Dryad. Distributed Computing Framework

Imagine a general purpose framework for distributed execution of applications with the following statistics *:

* Statistics for 2011.

Now imagine that this is not Hadoop.
')
It’s about what the framework is, about the ideas and concepts that underlie it, and why this framework is even more innovative (subjective) than Hadoop will be discussed below.

1. Dryad. General information

Dryad is a general purpose software framework for distributed application execution . Dryad is a project of Microsoft Research . The central concept of the Dryad project is the construction of a directed acyclic graph (directed acyclic graph, DAG) for each distributed task. The vertices of the graph are operations on the data (in fact, programs), and the edges of the graph are the channels through which data is transmitted.
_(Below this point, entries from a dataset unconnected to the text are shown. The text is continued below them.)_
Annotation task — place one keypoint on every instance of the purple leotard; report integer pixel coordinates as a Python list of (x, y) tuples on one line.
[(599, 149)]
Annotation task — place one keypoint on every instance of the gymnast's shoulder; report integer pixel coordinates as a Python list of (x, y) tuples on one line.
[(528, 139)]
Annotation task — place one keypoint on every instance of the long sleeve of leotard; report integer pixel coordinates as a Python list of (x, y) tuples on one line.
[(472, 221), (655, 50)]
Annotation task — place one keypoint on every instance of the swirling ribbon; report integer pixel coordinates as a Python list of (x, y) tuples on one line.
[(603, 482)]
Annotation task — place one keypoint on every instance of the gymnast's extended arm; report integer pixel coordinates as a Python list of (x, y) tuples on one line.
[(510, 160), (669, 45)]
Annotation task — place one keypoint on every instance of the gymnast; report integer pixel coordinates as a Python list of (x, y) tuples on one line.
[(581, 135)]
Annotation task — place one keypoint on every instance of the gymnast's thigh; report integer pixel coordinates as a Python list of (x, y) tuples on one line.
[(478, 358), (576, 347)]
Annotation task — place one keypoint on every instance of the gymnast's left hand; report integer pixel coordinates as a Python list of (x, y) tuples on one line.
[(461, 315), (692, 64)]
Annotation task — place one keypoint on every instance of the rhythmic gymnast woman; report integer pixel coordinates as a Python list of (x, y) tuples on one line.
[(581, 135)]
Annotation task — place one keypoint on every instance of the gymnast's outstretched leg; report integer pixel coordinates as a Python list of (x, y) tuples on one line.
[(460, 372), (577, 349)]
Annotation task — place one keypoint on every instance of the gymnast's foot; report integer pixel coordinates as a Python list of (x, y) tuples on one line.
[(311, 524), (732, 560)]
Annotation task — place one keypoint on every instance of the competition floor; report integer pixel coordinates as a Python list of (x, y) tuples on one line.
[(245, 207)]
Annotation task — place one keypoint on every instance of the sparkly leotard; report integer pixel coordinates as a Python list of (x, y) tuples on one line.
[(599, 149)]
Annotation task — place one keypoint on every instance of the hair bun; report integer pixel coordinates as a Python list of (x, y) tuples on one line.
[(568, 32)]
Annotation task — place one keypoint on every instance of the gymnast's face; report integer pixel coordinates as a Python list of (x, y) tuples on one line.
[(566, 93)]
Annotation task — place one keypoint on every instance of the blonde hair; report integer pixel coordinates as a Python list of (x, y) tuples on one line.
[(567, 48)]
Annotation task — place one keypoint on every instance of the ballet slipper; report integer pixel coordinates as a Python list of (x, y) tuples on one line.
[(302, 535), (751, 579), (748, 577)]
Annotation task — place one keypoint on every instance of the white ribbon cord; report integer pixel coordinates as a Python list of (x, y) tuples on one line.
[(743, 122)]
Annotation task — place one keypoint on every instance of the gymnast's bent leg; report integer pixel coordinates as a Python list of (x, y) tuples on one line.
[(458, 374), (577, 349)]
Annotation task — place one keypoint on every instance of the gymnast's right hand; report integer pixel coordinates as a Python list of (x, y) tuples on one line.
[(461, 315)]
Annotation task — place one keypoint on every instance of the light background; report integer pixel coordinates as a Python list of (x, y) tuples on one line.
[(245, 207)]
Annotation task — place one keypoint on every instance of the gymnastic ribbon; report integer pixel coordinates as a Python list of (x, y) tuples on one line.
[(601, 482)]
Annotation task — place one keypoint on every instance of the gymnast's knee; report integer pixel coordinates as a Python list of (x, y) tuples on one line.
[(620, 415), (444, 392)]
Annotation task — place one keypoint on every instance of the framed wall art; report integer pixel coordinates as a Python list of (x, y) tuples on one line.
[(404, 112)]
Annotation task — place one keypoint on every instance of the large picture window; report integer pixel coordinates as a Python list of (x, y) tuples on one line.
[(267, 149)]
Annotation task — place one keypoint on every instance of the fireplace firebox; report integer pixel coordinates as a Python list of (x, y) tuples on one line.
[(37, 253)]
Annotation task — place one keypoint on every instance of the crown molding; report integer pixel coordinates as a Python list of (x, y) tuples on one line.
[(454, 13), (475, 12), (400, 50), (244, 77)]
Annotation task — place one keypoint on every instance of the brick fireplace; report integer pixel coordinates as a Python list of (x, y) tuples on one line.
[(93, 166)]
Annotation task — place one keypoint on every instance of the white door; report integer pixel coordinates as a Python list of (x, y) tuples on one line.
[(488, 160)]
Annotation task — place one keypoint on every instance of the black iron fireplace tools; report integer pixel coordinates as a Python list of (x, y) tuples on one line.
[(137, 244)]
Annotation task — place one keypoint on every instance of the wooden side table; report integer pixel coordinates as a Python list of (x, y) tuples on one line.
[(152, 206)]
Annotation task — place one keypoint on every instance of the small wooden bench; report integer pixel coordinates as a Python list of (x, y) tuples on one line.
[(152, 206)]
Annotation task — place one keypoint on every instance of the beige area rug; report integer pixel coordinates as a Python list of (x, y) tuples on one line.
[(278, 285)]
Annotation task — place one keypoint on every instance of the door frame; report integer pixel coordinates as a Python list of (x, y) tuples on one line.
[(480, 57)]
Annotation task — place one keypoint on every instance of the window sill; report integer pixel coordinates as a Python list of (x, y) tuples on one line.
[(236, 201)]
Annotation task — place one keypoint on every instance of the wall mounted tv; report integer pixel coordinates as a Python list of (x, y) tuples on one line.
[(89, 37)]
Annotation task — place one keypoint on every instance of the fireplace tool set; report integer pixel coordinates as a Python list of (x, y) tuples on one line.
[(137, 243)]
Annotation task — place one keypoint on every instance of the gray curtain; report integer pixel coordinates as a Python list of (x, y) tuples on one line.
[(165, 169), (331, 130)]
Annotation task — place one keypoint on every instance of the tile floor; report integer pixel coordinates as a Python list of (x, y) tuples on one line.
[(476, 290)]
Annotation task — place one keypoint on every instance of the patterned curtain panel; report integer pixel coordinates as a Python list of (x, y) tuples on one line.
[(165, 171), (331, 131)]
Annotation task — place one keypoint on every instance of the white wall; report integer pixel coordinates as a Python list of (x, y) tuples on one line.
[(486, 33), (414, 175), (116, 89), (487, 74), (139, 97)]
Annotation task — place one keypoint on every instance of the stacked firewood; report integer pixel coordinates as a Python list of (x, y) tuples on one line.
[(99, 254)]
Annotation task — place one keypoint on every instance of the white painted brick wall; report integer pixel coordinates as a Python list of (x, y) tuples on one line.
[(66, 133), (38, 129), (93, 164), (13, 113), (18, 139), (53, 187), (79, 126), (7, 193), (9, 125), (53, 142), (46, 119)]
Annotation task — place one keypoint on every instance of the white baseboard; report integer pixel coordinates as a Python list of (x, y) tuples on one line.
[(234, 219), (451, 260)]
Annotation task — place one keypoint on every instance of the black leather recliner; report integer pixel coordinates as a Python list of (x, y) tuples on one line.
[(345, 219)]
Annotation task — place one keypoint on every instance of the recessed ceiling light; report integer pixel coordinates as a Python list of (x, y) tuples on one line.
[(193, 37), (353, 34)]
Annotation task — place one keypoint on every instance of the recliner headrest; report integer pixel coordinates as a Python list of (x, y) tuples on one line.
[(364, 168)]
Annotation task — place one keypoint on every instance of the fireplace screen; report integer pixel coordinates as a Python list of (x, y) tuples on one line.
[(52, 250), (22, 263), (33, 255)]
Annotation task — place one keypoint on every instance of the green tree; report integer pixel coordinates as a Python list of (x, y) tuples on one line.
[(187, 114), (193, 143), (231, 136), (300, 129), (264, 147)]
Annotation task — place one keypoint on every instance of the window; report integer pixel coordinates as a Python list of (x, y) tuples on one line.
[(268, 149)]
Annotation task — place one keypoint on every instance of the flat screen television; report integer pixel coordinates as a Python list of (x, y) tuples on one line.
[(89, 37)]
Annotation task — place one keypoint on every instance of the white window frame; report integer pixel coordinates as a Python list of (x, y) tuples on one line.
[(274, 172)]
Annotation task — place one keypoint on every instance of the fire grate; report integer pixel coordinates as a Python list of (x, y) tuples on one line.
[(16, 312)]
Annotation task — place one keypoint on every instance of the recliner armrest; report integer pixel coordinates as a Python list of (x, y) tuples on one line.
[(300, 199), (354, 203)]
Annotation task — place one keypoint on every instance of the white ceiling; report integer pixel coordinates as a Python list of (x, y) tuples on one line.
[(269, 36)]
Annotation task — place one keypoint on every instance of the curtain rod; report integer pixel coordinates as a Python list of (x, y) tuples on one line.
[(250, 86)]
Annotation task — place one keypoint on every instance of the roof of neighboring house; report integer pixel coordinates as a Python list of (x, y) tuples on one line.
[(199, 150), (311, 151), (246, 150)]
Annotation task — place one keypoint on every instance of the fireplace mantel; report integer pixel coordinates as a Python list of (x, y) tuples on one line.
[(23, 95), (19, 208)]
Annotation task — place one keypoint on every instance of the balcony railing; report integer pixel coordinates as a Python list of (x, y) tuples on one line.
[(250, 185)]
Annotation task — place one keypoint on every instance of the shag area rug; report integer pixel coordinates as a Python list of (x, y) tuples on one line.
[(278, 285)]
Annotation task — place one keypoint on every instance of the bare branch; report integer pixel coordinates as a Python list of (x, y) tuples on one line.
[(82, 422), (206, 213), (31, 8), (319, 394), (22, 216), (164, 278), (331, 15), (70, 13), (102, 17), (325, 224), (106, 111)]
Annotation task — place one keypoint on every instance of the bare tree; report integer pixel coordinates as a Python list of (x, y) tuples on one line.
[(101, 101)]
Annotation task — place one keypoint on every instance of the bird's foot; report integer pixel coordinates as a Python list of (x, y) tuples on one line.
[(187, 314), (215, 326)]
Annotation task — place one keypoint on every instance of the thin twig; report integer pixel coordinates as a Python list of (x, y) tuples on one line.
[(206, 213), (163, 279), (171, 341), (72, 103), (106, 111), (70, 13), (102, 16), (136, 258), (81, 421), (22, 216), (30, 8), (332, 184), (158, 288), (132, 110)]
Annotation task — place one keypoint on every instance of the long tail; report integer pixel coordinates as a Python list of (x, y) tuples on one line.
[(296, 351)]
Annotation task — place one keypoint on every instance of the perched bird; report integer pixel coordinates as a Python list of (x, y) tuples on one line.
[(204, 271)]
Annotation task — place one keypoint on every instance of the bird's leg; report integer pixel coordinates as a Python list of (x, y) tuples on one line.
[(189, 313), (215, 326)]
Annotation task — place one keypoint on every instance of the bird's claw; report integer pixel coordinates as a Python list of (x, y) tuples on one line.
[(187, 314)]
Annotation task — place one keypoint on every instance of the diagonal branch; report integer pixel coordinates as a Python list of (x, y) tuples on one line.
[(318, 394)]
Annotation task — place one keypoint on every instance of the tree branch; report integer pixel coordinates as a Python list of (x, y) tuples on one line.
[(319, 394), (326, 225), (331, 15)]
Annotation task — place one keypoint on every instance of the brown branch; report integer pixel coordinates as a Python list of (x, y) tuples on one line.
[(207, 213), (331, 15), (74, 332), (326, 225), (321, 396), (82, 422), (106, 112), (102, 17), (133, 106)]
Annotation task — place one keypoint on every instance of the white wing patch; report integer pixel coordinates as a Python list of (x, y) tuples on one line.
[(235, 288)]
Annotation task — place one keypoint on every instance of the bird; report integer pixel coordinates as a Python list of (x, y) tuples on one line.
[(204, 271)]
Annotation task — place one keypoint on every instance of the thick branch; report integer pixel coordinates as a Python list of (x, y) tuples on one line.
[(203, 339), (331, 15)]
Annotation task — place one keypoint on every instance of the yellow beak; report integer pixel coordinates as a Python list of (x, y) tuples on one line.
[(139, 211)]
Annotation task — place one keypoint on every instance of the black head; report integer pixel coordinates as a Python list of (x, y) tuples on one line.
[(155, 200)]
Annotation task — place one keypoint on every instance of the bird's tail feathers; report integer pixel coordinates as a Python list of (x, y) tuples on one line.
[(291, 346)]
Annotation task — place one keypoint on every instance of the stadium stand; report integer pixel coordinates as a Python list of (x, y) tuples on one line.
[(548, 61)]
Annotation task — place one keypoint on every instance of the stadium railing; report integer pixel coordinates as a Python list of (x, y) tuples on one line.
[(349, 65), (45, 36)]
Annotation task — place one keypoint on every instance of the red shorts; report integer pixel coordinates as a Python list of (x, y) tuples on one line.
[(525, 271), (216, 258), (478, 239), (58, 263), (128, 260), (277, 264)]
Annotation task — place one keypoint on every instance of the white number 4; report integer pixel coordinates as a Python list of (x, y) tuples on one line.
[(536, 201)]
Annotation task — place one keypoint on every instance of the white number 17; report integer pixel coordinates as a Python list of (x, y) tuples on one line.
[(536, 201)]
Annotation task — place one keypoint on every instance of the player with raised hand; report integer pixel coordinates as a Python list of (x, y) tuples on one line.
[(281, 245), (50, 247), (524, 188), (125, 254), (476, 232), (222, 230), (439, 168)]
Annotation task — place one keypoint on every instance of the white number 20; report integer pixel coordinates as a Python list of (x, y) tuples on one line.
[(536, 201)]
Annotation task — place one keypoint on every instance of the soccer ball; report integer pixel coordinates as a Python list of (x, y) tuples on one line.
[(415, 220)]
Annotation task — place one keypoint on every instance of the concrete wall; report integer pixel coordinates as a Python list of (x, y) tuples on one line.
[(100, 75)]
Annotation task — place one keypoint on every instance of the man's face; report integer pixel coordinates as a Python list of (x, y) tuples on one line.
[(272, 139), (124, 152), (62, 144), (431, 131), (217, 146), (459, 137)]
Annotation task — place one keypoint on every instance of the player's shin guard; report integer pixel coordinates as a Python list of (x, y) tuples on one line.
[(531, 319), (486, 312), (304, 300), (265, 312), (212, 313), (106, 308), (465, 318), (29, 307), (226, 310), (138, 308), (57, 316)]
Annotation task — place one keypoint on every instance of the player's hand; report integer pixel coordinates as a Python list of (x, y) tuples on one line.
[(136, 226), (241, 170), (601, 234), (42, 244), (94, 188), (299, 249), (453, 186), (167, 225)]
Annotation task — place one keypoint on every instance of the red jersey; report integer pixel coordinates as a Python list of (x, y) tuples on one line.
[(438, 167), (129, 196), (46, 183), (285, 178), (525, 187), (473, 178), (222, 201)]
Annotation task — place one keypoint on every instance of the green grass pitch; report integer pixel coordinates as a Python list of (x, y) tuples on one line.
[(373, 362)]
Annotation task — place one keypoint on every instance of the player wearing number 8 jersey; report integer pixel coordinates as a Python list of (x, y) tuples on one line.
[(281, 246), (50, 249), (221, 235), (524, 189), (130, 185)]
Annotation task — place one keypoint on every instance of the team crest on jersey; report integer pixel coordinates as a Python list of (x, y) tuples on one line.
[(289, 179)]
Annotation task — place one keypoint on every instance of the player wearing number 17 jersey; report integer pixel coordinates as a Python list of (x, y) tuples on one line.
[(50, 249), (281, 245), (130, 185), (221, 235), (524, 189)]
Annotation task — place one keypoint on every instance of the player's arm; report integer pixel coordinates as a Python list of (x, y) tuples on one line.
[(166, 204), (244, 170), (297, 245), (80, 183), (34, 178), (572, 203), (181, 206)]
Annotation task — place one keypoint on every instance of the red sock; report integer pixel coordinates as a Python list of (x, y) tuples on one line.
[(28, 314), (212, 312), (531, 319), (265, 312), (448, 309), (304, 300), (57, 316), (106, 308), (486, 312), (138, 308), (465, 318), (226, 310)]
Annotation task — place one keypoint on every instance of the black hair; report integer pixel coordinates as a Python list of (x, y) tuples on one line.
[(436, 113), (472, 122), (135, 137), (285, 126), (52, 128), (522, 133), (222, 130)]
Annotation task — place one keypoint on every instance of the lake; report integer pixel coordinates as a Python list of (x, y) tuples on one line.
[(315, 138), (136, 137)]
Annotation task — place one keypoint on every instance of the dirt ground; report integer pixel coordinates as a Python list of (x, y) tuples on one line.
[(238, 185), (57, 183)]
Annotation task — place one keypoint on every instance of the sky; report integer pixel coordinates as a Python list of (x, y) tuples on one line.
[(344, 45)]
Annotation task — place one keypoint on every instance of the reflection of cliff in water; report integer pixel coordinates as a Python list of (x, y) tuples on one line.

Abstraction based on a directed acyclic graph model makes it possible to effectively implement the execution plans of a large number of parallel algorithms , iterative algorithms , machine learning algorithms. Thus, the only (before the appearance of YARN ) program map / reduce model implemented in Hadoop ** is, in essence, only a special case of the distributed computation model provided by Dryad .

Dryad is optimized for running on a medium or large computing cluster (from 100 to 10K computing nodes) and is aimed mainly at long batch tasks that do not require frequent interactions.

2004 ... 2008

Attempts to deal with the past, present and future of Dryad led me to a rather limited number of articles, the authors of which, referring to and not to the original sources, argue that:

the idea of building such a system appeared in 2004 (analogy with Google MapReduce) from Michael Isard (later he took the position of a researcher at Microsoft);
In 2006, Dryad presented Bill Gates himself at one of the Computer Science conferences;
Dryad is adapted and used in Bing, Microsoft AdCenter, ~~Kinect~~ , Windows HPC Server 2008 R2 (the latter is known reliably).

2008 ... 2009

One of the fundamental documents describing the concepts laid down in Dryad won the Best Paper award at OSDI'08 (USENIX Symposium on Operating Systems Design and Implementation).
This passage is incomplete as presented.